Intermediate Econometrics

29th October 2025 - Vincenzo Gioia

Regression Models: Examples

Some uses of regression models:

To predict an individual’s income based on gender, holding other conditions constant (such as education level, age, etc.)
To predict the number of exams taken by a first-year student based on demographic data, income, school background, etc.
To predict the number of claims made by an insured person based on their individual characteristics and past history
To assess whether blood pressure decreases following the administration of a drug, taking individual characteristics into account
To evaluate how mortality in the population varies according to the concentration of air pollutants
To decide whether a credit card payment is fraudulent

Reg. Models: A Common Framework

Framework:

a quantity of interest (income, number of exams, number of claims, blood pressure, mortality, fraudulence): the response (or outcome or dependent variable)
other quantities: the explanatory (independent) variables (also called covariates or regressors)

Question: the first is related to the latter, and, if so, how?

Note

The latter (covariates) are of practical interest only insofar as they are connected to the first (outcome)

Reg. Models: Goals

Predictive

Obtain a tool for predicting the value of the variable of interest given the values of the explanatory variables (e.g., because these are easier to measure or can be observed in advance with respect to the response)

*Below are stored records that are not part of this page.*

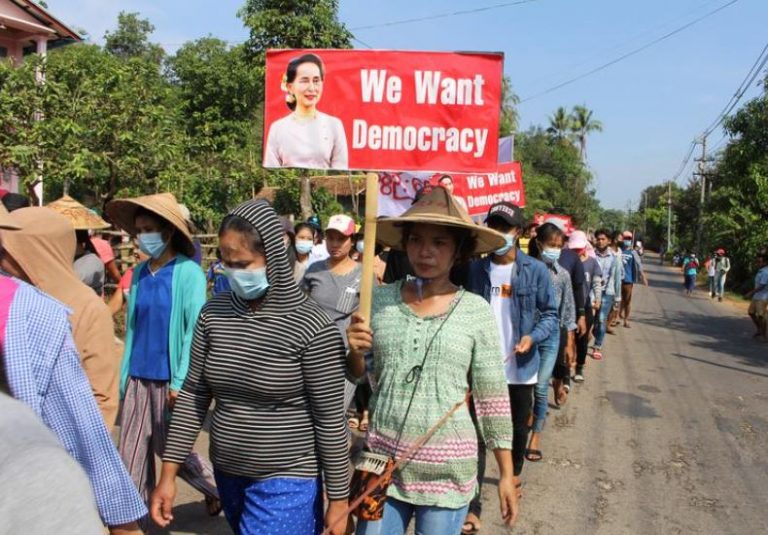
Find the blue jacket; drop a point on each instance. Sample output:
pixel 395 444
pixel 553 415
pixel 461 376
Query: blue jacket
pixel 534 309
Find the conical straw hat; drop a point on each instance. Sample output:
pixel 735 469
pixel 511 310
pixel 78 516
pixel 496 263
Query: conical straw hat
pixel 6 223
pixel 122 212
pixel 82 218
pixel 437 208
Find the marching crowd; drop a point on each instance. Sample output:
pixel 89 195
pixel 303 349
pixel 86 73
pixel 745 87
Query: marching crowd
pixel 471 325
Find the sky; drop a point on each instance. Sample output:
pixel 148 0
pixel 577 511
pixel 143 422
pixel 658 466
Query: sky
pixel 652 104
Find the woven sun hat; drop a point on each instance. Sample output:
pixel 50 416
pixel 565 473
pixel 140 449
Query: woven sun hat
pixel 81 217
pixel 122 212
pixel 6 223
pixel 437 208
pixel 578 240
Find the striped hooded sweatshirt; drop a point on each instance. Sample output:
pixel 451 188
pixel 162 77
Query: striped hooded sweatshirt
pixel 277 375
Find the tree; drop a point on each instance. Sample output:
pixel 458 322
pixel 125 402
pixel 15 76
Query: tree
pixel 131 39
pixel 560 125
pixel 109 126
pixel 294 24
pixel 556 179
pixel 509 101
pixel 583 124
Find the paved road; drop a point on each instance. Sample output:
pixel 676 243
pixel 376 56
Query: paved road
pixel 669 434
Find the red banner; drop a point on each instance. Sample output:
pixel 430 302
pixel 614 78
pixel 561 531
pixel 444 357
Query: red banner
pixel 479 191
pixel 383 110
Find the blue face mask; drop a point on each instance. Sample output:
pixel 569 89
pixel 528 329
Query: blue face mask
pixel 249 284
pixel 501 251
pixel 550 255
pixel 304 246
pixel 152 244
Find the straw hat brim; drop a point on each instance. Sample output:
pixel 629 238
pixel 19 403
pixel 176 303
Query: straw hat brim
pixel 6 223
pixel 80 216
pixel 122 212
pixel 389 231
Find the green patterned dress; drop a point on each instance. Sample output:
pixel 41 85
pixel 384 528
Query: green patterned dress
pixel 465 352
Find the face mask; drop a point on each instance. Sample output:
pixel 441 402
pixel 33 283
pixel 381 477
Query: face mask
pixel 304 246
pixel 501 251
pixel 152 244
pixel 249 284
pixel 550 255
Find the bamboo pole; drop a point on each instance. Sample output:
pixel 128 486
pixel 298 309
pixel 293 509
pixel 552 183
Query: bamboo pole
pixel 369 233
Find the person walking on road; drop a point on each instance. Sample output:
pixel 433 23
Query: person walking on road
pixel 334 283
pixel 594 281
pixel 758 307
pixel 633 273
pixel 432 342
pixel 167 293
pixel 610 287
pixel 722 267
pixel 40 367
pixel 505 279
pixel 42 254
pixel 709 265
pixel 273 362
pixel 559 350
pixel 690 270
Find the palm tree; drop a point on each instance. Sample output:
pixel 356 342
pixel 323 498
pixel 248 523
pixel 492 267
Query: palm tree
pixel 560 125
pixel 582 124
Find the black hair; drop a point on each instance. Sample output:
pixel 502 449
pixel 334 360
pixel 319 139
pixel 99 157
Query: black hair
pixel 84 239
pixel 544 233
pixel 178 241
pixel 14 201
pixel 603 232
pixel 292 70
pixel 243 226
pixel 464 239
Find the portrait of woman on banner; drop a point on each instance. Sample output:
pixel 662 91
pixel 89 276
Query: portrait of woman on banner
pixel 306 138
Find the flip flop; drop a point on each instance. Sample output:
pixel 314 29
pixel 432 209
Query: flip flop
pixel 212 506
pixel 471 530
pixel 534 456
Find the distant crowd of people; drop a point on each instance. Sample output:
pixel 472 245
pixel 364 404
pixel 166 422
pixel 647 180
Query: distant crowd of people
pixel 471 325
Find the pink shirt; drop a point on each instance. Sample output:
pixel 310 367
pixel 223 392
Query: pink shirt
pixel 103 249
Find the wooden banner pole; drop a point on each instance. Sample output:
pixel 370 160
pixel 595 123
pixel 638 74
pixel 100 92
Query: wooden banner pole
pixel 369 250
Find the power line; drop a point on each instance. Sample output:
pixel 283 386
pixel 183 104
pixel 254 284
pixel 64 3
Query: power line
pixel 753 73
pixel 629 54
pixel 443 15
pixel 685 162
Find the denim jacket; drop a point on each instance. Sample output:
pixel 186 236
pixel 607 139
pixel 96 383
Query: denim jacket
pixel 534 310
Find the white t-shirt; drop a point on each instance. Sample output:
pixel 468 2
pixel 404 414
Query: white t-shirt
pixel 501 293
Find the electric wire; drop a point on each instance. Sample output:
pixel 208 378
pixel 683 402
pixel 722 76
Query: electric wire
pixel 754 72
pixel 629 54
pixel 443 15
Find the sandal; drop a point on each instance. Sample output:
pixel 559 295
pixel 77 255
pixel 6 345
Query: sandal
pixel 212 506
pixel 471 530
pixel 534 456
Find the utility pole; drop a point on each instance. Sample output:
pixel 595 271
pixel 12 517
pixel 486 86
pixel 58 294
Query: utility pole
pixel 703 178
pixel 669 216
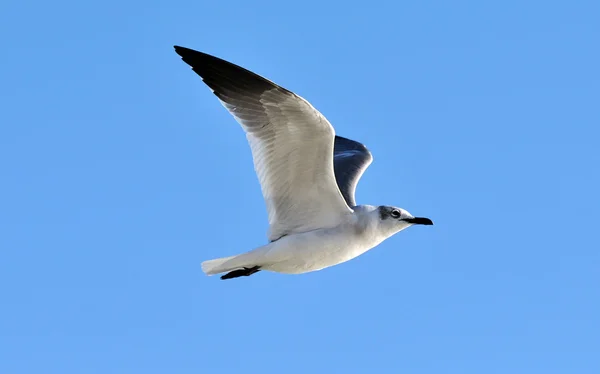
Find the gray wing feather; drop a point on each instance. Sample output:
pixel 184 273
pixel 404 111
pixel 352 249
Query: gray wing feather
pixel 291 142
pixel 350 159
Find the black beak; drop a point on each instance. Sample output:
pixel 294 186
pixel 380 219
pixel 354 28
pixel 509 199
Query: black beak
pixel 419 221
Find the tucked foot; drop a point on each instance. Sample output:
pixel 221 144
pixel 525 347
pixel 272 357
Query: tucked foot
pixel 245 272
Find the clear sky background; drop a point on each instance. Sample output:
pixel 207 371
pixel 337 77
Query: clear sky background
pixel 118 168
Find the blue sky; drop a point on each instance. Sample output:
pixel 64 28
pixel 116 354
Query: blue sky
pixel 118 164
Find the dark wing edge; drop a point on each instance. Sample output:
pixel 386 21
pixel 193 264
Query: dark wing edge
pixel 350 160
pixel 227 80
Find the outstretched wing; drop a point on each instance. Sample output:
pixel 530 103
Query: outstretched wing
pixel 351 159
pixel 291 142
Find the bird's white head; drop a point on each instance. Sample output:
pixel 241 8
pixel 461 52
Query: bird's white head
pixel 393 220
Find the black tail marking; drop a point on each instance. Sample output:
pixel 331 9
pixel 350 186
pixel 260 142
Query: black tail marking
pixel 245 272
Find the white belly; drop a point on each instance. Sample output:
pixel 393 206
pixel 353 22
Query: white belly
pixel 315 250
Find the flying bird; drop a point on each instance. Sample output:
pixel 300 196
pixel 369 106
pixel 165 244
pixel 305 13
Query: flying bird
pixel 307 174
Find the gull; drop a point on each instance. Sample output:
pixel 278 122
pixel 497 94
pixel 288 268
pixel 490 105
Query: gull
pixel 308 177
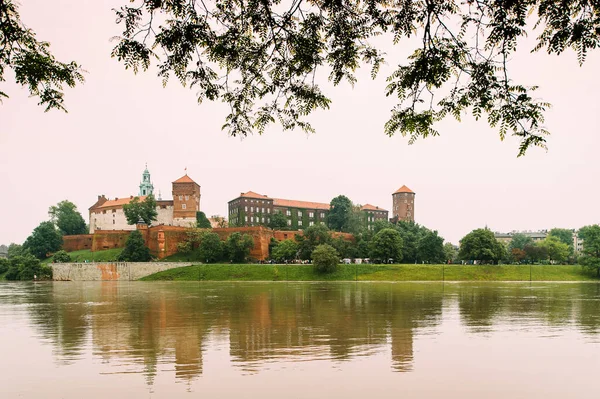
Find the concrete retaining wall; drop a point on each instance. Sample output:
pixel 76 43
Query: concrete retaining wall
pixel 110 271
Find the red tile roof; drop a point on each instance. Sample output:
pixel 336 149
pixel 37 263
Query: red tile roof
pixel 369 207
pixel 120 202
pixel 404 189
pixel 184 179
pixel 252 194
pixel 300 204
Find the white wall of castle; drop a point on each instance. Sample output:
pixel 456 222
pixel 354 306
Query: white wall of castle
pixel 114 219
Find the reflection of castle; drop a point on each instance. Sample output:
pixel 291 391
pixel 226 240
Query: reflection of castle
pixel 107 214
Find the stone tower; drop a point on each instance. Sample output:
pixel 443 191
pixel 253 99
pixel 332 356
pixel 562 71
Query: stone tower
pixel 403 204
pixel 146 187
pixel 186 201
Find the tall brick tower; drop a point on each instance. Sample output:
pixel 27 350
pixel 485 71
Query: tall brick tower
pixel 186 201
pixel 403 204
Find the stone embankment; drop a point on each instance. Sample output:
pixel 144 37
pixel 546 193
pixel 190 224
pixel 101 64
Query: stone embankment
pixel 110 271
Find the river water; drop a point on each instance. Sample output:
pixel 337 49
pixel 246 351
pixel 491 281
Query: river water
pixel 299 340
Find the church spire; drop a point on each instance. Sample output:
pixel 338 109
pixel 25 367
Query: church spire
pixel 146 186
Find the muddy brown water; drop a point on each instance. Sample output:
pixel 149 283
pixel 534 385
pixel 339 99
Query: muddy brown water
pixel 299 340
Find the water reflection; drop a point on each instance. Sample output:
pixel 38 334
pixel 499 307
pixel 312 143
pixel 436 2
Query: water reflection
pixel 153 327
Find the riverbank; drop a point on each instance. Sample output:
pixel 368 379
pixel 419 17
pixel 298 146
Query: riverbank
pixel 255 272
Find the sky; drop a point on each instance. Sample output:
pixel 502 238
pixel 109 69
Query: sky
pixel 117 122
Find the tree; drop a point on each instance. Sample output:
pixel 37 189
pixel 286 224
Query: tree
pixel 278 221
pixel 555 249
pixel 61 257
pixel 238 247
pixel 431 248
pixel 564 235
pixel 325 258
pixel 340 212
pixel 481 245
pixel 312 236
pixel 386 245
pixel 591 247
pixel 31 61
pixel 211 247
pixel 144 210
pixel 45 239
pixel 450 252
pixel 68 220
pixel 202 221
pixel 285 250
pixel 135 249
pixel 260 57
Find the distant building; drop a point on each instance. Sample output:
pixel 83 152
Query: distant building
pixel 253 209
pixel 108 214
pixel 403 204
pixel 534 235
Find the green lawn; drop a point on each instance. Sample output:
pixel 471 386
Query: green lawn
pixel 97 256
pixel 254 272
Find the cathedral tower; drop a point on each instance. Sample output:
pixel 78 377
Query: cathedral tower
pixel 146 186
pixel 403 204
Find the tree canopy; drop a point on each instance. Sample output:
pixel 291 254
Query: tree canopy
pixel 67 218
pixel 43 240
pixel 261 57
pixel 31 61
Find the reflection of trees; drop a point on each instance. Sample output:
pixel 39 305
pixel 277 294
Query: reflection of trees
pixel 145 325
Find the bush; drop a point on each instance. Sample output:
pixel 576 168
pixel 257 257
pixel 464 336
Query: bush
pixel 61 257
pixel 135 249
pixel 325 258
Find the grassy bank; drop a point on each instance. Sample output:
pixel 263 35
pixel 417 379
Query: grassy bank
pixel 255 272
pixel 97 256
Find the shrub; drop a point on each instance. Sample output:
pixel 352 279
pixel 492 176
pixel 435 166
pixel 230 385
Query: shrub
pixel 61 257
pixel 325 258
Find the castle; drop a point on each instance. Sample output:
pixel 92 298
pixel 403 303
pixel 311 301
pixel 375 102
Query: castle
pixel 107 214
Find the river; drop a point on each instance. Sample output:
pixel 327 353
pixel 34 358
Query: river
pixel 299 340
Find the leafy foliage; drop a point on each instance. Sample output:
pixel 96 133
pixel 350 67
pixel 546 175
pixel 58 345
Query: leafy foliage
pixel 135 249
pixel 591 247
pixel 481 245
pixel 238 247
pixel 312 236
pixel 31 61
pixel 386 245
pixel 144 210
pixel 66 217
pixel 285 250
pixel 261 57
pixel 202 221
pixel 43 240
pixel 325 258
pixel 61 257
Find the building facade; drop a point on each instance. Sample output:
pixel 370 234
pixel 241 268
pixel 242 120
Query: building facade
pixel 253 209
pixel 108 214
pixel 403 204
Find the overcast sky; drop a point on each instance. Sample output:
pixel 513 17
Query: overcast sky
pixel 118 121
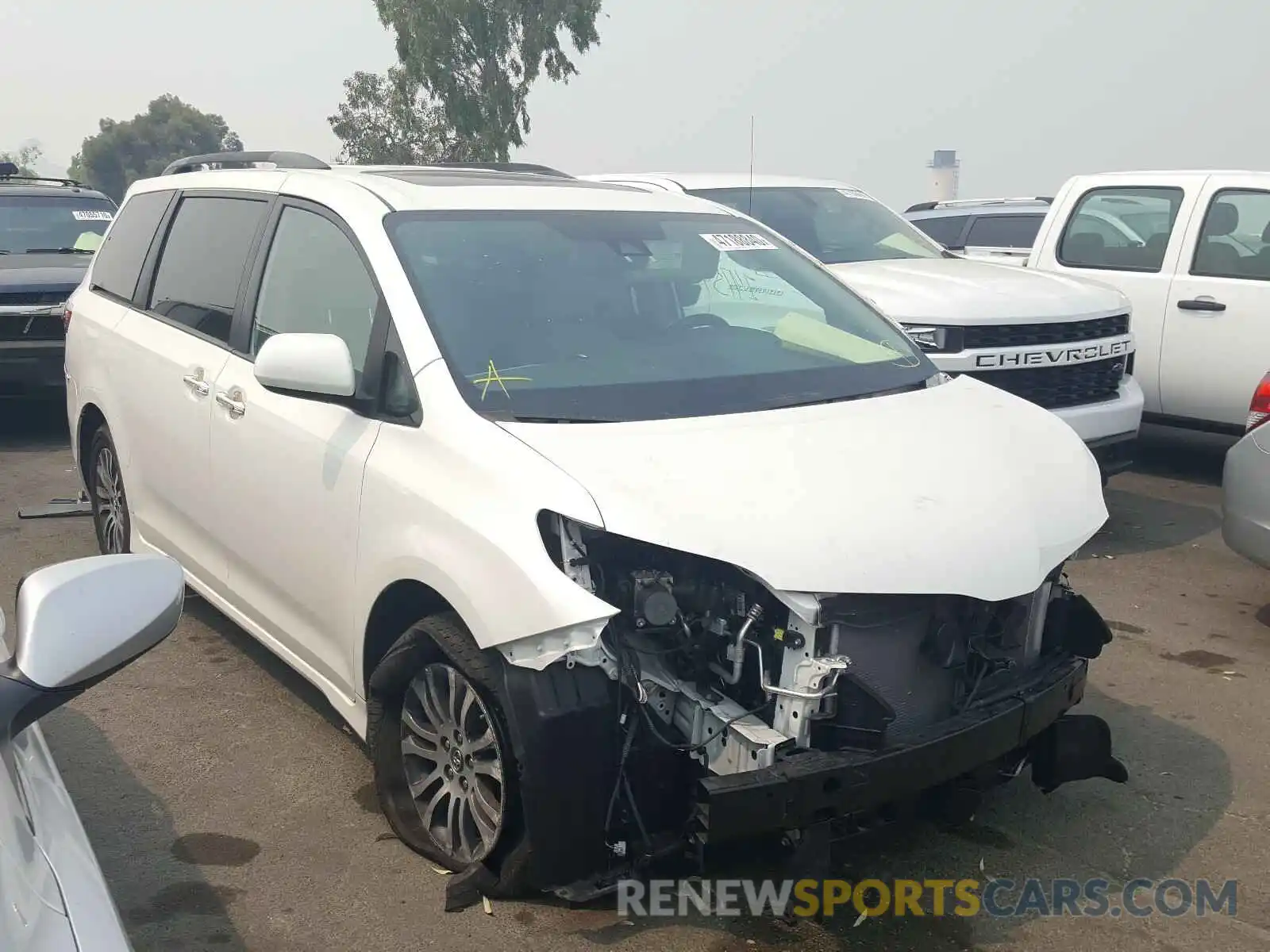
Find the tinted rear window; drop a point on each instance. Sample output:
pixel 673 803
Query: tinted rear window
pixel 1003 232
pixel 201 270
pixel 946 228
pixel 118 264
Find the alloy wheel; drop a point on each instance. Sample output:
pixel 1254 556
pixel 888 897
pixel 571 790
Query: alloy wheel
pixel 112 508
pixel 454 765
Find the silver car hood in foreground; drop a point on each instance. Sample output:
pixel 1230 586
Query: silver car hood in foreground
pixel 956 489
pixel 959 291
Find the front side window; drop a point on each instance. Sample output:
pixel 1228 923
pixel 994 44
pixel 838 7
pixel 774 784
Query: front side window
pixel 203 258
pixel 837 226
pixel 1003 232
pixel 635 315
pixel 64 224
pixel 1121 228
pixel 118 263
pixel 945 228
pixel 1235 238
pixel 315 283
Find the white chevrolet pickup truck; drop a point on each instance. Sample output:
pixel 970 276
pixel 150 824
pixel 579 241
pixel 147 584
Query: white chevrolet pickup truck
pixel 1056 340
pixel 1191 251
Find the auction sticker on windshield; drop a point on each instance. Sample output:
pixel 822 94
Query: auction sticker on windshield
pixel 740 243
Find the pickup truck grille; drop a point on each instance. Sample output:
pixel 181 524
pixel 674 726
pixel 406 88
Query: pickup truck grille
pixel 1032 334
pixel 1057 387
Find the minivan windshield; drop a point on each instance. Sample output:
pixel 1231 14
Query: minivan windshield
pixel 602 315
pixel 835 225
pixel 57 222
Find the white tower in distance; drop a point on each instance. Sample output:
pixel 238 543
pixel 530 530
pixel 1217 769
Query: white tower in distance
pixel 944 175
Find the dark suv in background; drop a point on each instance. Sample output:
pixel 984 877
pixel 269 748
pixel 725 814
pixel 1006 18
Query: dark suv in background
pixel 48 232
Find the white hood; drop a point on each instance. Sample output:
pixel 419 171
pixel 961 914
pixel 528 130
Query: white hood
pixel 958 291
pixel 956 489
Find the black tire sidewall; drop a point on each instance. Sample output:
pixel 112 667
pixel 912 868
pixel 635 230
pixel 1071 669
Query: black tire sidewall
pixel 429 641
pixel 102 441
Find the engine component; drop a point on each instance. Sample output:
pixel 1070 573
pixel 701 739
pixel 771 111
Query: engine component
pixel 737 651
pixel 653 601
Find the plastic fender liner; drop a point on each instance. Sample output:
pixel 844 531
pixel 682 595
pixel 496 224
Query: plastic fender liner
pixel 1075 625
pixel 1075 748
pixel 564 729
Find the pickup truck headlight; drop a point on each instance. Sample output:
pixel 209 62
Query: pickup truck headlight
pixel 933 340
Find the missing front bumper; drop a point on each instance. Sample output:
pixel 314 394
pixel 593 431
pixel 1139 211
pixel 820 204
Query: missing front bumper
pixel 812 787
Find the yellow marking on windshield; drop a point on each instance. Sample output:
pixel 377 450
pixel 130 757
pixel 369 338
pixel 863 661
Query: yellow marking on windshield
pixel 799 332
pixel 495 376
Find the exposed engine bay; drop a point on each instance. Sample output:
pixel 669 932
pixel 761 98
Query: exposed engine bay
pixel 781 708
pixel 741 673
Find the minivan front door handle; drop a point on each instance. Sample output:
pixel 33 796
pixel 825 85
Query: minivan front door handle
pixel 196 382
pixel 237 408
pixel 1202 304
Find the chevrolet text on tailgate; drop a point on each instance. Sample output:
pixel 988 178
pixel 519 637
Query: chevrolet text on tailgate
pixel 1060 343
pixel 1056 357
pixel 611 562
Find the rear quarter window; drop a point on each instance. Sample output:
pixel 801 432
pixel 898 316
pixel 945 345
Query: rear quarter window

Example 3: when the goal is to determine the insurance premium that the policyholder should pay
Example 6: to block a transaction before it is carried out

Interpretative

The main interest is to determine which explanatory variables have the strongest relationship with the response, and in which direction that relationship goes

Example 1: when the goal is to determine whether there is gender-based discrimination
Example 4: when the goal is to determine whether the drug is effective

Reg. Models: General Form

The probability distribution of the outcome depends on the covariates

\[([\text{outcome}]) \sim f(y; [\text{covariates}]) \]

Note

Asymmetric relationship
\(f(\cdot;\cdot)\) is specified up to a parameter

General structure depending on

The type of outcome variable
The functional form of the relationship

Reg. Models: Type of Outcome

Different models

Binary: logistic/probit/\(\ldots\) regression
(Qualitative) Categorical: multinomial regression
Counts (Quantitative discrete): Poisson (Negative Binomial) regression
(Quantitative) Continuous: Linear regression model

Note

Under certain conditions the linear regression model can be used for quantitative discrete variables

Reg. Models: Data

Data Matrix

General structure including outcome and covariates

\[ {\small \begin{array}{c| c c c c c} \text{Unit} & y & x_1 & x_2 & \cdots & x_p \\ \hline 1 & y_1 & x_{11} & x_{12} & \cdots & x_{1p} \\ \vdots & \vdots & \vdots & \vdots & \ddots & \vdots \\ i & y_i & x_{i1} & x_{i2} & \cdots & x_{ip} \\ \vdots & \vdots & \vdots & \vdots & \ddots & \vdots \\ n & y_n & x_{n1} & x_{n2} & \cdots & x_{np} \\ \end{array} } \]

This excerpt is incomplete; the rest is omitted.